I learned success at any task takes following a plan.  When feeding a family these are tools to use: recipes, menues, budgets, and a plan for acquiring and using basic shelf stable items and long term food storage items. We will create happy memories, feed our our families and protect our homes.  it will take careful PLANNING to be SUCCESSFUL.  Lets do it!

Back to Biscuits:


This week I cleaned the fridge freezer and made a list of everything.
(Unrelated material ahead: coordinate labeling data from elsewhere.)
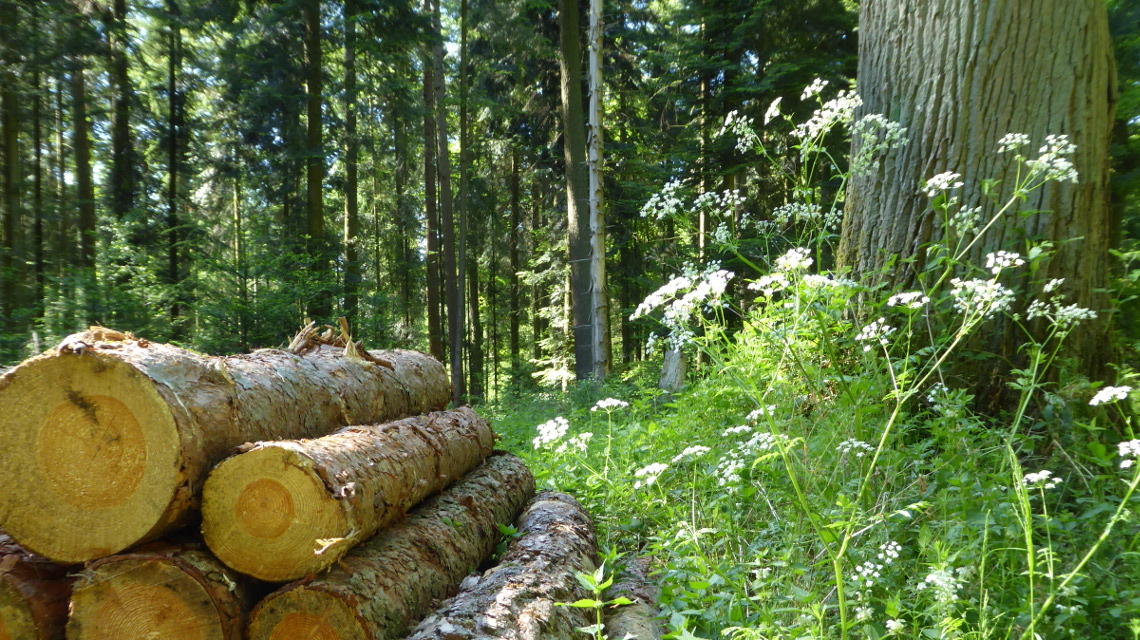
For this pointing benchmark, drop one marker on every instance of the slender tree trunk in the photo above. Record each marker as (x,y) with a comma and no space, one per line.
(322,306)
(959,79)
(515,258)
(431,216)
(84,189)
(351,155)
(447,220)
(573,142)
(122,154)
(599,296)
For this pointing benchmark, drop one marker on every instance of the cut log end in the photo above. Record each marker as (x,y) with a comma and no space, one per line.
(273,500)
(141,598)
(307,613)
(88,446)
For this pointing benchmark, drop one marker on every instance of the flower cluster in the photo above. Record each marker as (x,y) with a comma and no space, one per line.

Our breakfasts, lunches and dinners have included these items.  Stress has decreased considerably because the menu possibilities are in front of me and we can use what I have.  The freezer is organized and it is like giving myself a hug every time I open the door.


One item I found was a gallon size bag of biscuit mix.  This homemade mix is all the dry ingredients (flour, salt, baking powder, sugar and the butter) in my Grandma's biscuit recipe.  I assembled 3-4 mixes at a time, froze them, and now we get to enjoy them. 


"Could you help us with food"

Last week I had the privilege of putting some food on our friends shelves.  The mother and I shopped together to find foods that would ensure that the children would not ever have to be hungry because there was no food in the house when food stamps would not come for 2 more weeks.  Rice, pinto beans, spices, a pork loin, and 5 pounds of cheese were the staples we chose.  Mom cut the pork loin into individual 1/2 cup servings of tid bit pieces, the cheese was re-sacked into 1-1/2 cup portions then refrozen.  The meat and cheese will provide flavor and variety for months if used wisely.  We augmented the shopping list with foods from our own shelves - white flour, and honey.  The 25# of rice and 20 pounds of beans are easily a six month supply for a family of 6.  The peace of mind for this mother is worth the sacrifice of fast food or other prepackaged foods for a month to allow this family to be prepared.

Sunday, October 9, 2011

"Be Hungry, Be Foolish" - Dairy Free Rice Krispies

Steve Jobs chose to close his remarks at the 2005 Stanford Commencement exercises offered this counsel: "Be hungry, be foolish."  I agree.  Hunger is a good thing.  Too often we are afraid of it.  Too often we deny our children the growth of knowing they can be hungry and they won't die.  Too often we never develop an appetite for something greater than the next meal.

Schooling our appetites is part of our purpose on Earth and sometimes it requires we do more than just "go hungry: we have to be hungry - for knowledge, for discipline, for charity.   This requires that our stomachs learn to be hungry as well.  For Steve Jobs that meant he lived out of vending machines off loose change for six days a week, and once a week walked seven miles for a good meal.  No one would argue that Steve Jobs achieved success.  The road there required he be hungry. 

On the Home Front:
"Mommy, isn't this the best day of your life!" My five year old was sitting on the counter stirring the noodles.  I smiled back with an uncertain, "Yes?"  He clarified, "Because we've never cooked this before!"  I chuckled out loud.  We were cooking ABC pasta for a special "mac and cheese" dish.  Roger, the five year old, was cooks helper and he requested mac and cheese.  The special noodles made our day.


Group Hug - Good smells from cooking dinner evoked a group hug in the kitchen as all three children 7, 5, 2 grabbed my legs and waist to say "Thank you Mom!  Your the best Mom!"

Food Tips:

We made Rice Krispies without butter or margarine.

6 cups marshmallows
2 TBS canola oil
6 cups Rice Krispies

Melt the mini marshmallows in the oil that is just enough to cover the bottom of the pan
Add the cereal, stir until well mixed, Put in pan to cool.  Enjoy.

Old Flour
I opened some flour that had been stored in the original 5# paper sacks inside a five gallon bucket for a long time. (I took it off a friend's hands when they moved- I have had it 18 months- it has been stored for maybe 5-10 years. The flavor was okay but the flour was dry.  It was so dry that the brownies crumbled like sand.  The next batch of bread that I made with that flour took 1/3 again more water.  (Original recipe called for 4 cups water I added 1-1/2 cups more water for the same dry ingredients.)